For the most part, store owners in the tobacco business of selling cigarettes and smoking paraphernalia in Pinellas County are closed-visible when it comes to weighing in on the conflict over synthetic drugs. That’s not to say they don’t have an opinion. Some find any problem with the tobacco products. They sell legal smoking products, sent to as “herbal pleasant” or with careful rejections: synthetic marijuana won’t displace the therapeutic properties of real cannabis; the tobacco products shouldn’t be mixed with prescription drugs with which you can’t have alcohol.
Many showed frustration at the invariable changes in the regulations that force them to clear their shelves of tobacco products, as they are declared unlawful.
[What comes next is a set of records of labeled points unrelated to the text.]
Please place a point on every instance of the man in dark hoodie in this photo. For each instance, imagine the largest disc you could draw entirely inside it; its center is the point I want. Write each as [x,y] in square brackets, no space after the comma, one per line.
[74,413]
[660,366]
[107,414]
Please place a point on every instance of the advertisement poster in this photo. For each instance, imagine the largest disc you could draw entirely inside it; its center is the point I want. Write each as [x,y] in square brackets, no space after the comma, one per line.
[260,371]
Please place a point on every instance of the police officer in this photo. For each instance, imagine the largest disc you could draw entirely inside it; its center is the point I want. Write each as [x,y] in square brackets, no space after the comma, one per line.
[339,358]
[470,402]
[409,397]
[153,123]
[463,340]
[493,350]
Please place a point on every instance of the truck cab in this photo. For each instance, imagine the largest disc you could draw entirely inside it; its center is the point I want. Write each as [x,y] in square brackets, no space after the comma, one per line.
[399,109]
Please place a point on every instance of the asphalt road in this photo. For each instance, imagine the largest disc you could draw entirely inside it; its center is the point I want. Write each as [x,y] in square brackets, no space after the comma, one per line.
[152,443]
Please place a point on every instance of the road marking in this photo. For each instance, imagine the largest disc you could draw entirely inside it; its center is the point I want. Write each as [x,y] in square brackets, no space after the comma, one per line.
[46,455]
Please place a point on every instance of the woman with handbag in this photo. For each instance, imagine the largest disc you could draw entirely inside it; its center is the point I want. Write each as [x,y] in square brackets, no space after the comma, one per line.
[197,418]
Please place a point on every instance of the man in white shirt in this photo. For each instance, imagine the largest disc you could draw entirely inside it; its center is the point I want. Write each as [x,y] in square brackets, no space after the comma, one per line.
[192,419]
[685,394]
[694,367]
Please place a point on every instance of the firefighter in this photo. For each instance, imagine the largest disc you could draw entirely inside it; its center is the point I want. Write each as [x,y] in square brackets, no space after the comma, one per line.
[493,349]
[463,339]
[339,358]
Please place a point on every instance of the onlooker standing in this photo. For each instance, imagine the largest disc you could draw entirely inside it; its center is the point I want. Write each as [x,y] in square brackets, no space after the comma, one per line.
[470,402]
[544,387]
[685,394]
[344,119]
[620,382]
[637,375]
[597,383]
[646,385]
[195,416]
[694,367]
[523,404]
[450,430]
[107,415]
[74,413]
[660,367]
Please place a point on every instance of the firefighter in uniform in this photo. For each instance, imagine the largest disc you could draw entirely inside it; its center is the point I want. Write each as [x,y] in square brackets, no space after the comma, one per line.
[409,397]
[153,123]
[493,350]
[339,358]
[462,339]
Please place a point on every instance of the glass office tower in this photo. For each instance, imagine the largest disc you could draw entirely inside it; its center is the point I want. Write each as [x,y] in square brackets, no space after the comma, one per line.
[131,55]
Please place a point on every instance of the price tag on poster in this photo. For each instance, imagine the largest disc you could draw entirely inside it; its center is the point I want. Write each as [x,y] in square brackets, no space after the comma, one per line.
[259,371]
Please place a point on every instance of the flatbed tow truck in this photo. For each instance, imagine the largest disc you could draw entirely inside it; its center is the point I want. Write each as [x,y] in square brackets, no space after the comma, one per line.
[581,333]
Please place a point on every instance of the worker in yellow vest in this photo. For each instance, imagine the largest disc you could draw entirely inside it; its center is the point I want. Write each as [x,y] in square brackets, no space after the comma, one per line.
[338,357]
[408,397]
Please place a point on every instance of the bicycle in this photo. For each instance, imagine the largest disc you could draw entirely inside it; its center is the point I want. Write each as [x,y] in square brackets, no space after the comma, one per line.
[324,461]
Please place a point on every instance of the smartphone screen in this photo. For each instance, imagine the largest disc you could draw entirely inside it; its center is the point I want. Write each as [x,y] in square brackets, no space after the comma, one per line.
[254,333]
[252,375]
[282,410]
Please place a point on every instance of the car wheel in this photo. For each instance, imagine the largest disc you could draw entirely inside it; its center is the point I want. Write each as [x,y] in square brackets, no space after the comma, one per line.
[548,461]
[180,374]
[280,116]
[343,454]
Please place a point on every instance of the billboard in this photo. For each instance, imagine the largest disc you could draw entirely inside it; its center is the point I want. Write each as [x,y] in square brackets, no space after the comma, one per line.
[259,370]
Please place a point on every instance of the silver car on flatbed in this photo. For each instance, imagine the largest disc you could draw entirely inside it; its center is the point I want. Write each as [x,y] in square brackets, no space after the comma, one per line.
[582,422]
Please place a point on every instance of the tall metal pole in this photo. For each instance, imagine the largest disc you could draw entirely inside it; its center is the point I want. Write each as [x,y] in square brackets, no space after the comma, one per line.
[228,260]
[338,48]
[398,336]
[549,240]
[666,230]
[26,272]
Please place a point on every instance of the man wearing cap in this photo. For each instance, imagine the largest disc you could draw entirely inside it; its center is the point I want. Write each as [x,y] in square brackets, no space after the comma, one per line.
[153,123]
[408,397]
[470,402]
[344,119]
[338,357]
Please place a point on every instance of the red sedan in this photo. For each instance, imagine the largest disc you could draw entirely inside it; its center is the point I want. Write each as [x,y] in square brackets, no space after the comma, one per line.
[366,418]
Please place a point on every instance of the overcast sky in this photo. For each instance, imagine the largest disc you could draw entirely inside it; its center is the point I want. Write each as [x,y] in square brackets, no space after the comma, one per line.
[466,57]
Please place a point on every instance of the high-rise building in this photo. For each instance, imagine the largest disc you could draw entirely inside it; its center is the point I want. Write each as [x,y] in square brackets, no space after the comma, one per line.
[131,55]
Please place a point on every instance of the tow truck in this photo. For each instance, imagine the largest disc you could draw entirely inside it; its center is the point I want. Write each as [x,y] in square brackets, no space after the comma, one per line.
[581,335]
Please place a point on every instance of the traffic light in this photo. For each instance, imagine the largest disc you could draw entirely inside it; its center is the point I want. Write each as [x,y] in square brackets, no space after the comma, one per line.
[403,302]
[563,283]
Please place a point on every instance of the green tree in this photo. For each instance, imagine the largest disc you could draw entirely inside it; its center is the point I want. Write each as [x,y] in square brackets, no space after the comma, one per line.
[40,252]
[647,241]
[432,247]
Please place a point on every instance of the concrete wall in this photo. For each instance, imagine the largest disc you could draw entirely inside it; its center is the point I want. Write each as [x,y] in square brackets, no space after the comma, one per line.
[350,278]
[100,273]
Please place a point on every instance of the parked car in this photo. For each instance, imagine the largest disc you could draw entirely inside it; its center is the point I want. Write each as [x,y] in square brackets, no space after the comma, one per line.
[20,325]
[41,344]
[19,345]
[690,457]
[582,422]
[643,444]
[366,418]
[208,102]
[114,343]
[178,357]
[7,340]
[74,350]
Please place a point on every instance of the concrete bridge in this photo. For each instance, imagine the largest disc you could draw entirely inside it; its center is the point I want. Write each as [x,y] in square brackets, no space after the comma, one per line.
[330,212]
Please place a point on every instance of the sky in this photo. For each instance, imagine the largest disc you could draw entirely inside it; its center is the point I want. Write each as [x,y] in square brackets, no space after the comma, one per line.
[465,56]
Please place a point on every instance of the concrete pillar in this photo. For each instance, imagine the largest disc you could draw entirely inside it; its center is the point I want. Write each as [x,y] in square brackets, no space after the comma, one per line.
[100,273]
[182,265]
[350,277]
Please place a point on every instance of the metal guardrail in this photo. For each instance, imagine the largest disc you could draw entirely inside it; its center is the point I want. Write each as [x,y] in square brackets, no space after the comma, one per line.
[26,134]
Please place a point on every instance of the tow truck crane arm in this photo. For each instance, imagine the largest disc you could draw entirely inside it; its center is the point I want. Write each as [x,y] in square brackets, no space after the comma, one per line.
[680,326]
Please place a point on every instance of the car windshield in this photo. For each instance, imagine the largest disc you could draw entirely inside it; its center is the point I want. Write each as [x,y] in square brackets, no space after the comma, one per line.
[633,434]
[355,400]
Some wish state authorities wouldn’t control the products at all, declaring that every new attempt to prohibit the drugs has ended in gradually more dangerous smoke products and a more harmful black tobacco market.
Some have seen the damaging effect of the tobacco products and stop selling them, even before a list of chemical ingredients known as “bath salts” were prohibited in Florida, back in January 2018, and before a prohibition on synthetic marijuana became state ordinance in March.
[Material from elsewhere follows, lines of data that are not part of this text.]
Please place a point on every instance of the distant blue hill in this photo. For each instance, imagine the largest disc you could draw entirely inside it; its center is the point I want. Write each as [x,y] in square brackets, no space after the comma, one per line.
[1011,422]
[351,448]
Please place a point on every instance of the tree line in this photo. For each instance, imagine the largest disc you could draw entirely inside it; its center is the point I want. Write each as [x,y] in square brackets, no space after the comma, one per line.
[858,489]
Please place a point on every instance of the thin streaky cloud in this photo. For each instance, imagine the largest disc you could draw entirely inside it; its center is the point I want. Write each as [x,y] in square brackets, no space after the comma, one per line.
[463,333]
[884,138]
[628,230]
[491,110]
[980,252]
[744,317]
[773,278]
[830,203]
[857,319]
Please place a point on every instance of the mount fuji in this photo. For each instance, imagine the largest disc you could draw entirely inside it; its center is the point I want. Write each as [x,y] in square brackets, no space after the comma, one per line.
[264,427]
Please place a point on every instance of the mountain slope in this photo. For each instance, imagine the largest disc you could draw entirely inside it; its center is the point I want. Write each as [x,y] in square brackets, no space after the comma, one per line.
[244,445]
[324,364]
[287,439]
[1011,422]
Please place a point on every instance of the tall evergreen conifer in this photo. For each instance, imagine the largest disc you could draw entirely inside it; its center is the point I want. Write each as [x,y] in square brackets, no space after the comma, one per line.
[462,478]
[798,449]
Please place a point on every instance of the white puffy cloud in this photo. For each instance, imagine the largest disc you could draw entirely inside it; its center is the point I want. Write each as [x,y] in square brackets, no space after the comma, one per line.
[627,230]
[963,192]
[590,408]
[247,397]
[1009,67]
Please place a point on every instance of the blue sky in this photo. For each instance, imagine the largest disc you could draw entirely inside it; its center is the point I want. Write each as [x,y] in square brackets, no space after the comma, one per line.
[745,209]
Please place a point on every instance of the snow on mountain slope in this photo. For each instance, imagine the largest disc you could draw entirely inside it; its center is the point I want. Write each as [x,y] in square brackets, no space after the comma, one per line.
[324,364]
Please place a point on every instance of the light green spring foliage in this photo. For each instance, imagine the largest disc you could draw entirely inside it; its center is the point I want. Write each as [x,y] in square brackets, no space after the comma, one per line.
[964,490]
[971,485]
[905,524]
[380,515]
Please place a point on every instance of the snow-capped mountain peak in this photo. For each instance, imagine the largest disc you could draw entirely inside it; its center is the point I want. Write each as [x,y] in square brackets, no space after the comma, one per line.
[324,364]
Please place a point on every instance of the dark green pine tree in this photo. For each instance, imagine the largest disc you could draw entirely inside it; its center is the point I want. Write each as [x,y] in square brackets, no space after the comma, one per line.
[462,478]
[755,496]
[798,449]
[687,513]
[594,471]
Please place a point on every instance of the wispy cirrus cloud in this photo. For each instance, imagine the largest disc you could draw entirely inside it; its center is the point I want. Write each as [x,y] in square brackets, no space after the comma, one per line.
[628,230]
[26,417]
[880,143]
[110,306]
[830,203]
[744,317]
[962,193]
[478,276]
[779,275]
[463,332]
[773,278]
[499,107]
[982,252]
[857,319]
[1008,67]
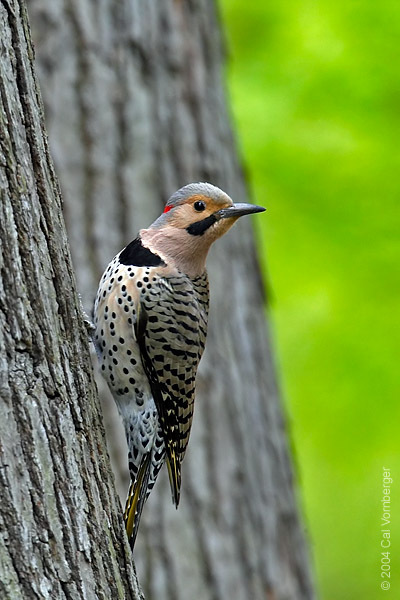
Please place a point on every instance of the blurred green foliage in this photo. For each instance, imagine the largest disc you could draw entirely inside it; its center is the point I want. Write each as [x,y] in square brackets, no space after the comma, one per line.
[316,97]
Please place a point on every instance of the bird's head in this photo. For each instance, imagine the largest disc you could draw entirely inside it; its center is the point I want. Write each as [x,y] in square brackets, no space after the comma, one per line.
[194,217]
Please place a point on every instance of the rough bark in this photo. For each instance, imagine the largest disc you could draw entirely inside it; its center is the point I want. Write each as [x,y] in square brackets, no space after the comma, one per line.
[135,107]
[61,534]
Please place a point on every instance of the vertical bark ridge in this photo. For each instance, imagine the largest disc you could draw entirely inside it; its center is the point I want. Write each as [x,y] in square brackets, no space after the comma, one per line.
[160,120]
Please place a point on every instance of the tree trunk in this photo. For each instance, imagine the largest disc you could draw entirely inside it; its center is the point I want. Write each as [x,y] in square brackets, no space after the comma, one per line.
[61,535]
[136,108]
“We just don’t like them,” one smoke store manager argued of the smokes products without elaborating.
But those to whom Tampa Bay Newspapers spoke in a study of local smokes stores reported that the nature of their business dictates that they avoid paying attention to themselves. Convenience shop owners went silent without much explanation at all, most with a denied look of horror at the question as to whether they sold Spice, K2 or their synthetic-drug cousins that are still legal.